The tiny version of the Raspberry Pi computer, the Pi Zero, is barely larger than a stick of gum yet is a full Linux-based computer. It's a bit less powerful than the larger Pi 2 & 3 models, but it uses much less power than they do. It's a great field sensor platform for some applications, and super quick to implement in all sorts of projects. Projects here include: 1.) adding a canned sensor attachment and running a Jupyter server on the Pi to analyze/view the sensor data in a web-based Python notebook; 2.) attaching a USB mic and audio amplifier/speaker add-on and implementing the Jasper speech/voice-control agent; 3.) attaching a near-infrared camera and taking nighttime photos in our back yard after dark.

INTERACTIVE GPS DATA VISUALIZATIONS IN PYTHON/JUPYTER

Did you know you can plot your geographic data on interactive maps embedded directly in your Python notebooks? Check it out, as we play with and analyze some GPS tracking data. A database of tracked walking routes data available on a health/fitness website provides a convenient trove of data not only to play with, but also to explore the geometric interference effects of downtown buildings upon GPS track solutions.

RADIO SCIENCE GRAVITY INVERSION FOR ICY MOON INTERNAL STRUCTURE

The nature of an icy satellite's interior relates fundamentally to its composition, thermal structure, formation and evolution history, and prospects for supporting life. Gravity measurements via radio Doppler information during spacecraft flybys are an important tool used to infer gross interior structure of these moons. Liquid water and ice layers have previously been inferred for the interiors of Jupiter's icy satellites Europa, Ganymede, and Callisto on the basis of magnetic field measurements by the Galileo probe, and on Europa and Callisto induced magnetic field signatures measured by the Galileo probe provided strong evidence for an ionic aqueous ocean. We apply geophysical inverse theory tools to assess the icy moon's interior density anomaly distribution that could be estimated from radio Doppler measurements, to support the search for mass anomalies in the ice shell (meteorites or diapiric upwellings) or near the H2O/rock interface (seamounts).

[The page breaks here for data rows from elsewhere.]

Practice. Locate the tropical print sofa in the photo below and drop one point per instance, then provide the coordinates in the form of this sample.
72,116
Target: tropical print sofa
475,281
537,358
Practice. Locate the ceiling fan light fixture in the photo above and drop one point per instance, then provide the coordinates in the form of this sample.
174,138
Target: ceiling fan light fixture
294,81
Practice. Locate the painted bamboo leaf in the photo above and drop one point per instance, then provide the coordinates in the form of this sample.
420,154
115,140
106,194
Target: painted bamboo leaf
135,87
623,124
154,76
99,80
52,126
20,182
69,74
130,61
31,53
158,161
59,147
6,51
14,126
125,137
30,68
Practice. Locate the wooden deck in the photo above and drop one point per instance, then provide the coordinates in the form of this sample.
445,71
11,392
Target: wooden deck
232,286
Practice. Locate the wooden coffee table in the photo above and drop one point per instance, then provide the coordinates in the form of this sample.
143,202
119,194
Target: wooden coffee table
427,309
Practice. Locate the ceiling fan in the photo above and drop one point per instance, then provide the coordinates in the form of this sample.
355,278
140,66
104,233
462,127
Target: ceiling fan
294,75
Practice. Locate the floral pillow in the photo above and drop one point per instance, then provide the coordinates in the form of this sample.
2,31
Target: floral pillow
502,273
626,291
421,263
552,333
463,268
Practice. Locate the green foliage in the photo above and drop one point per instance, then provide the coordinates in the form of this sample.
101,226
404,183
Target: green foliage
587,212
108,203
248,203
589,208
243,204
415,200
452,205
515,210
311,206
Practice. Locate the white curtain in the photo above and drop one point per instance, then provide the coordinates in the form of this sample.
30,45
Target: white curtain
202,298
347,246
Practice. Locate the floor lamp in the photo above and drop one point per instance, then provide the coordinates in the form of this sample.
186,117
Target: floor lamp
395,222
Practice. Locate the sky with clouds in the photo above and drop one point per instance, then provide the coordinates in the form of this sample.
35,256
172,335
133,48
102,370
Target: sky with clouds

LONG-RANGE OCEAN ACOUSTIC SCATTERING

In 2009 and 2010 I participated in a major ocean acoustics experiment in the Philippine Sea with APL-UW's North Pacific Acoustic Laboratory (NPAL) group. One of the key topics our research group is interested in is how oceanic sound propagation is affected by internal waves (waves down deep in the water) and by ocean "spice" (blobs of water with a different soundspeed but same density as their surroundings, so they don't behave like waves). Both these phenomena cause variations in soundspeed of the water and thus acoustic transmissions through it, and acousticians would like to understand them better. Our group is also interested in the estimation of ocean sound-speeds and temperatures from receptions of sound that we send through the water. Find out more about our use of these different methodologies in our research on my NPAL Ocean Acoustics page.

InvGN: GAUSS-NEWTON NONLINEAR INVERSION CODE

Calculate Tikhonov-regularized, Gauss-Newton nonlinear iterated inversion to solve the damped nonlinear least squares problem, using the

**InvGN**toolkit for Matlab/Octave. While Matlab's optimization toolbox contains

`lsqnonlin`

, it does not inherently include the Tikhonov regularization and is only the optimization component, whereas inversion also requires uncertainty quantification. My **InvGN**package is for weakly nonlinear, Tikhonov-regularized, inverse problems (so includes solution uncertainties and resolution quantification), handles both frequentist and Bayesian frameworks, and also works in Octave.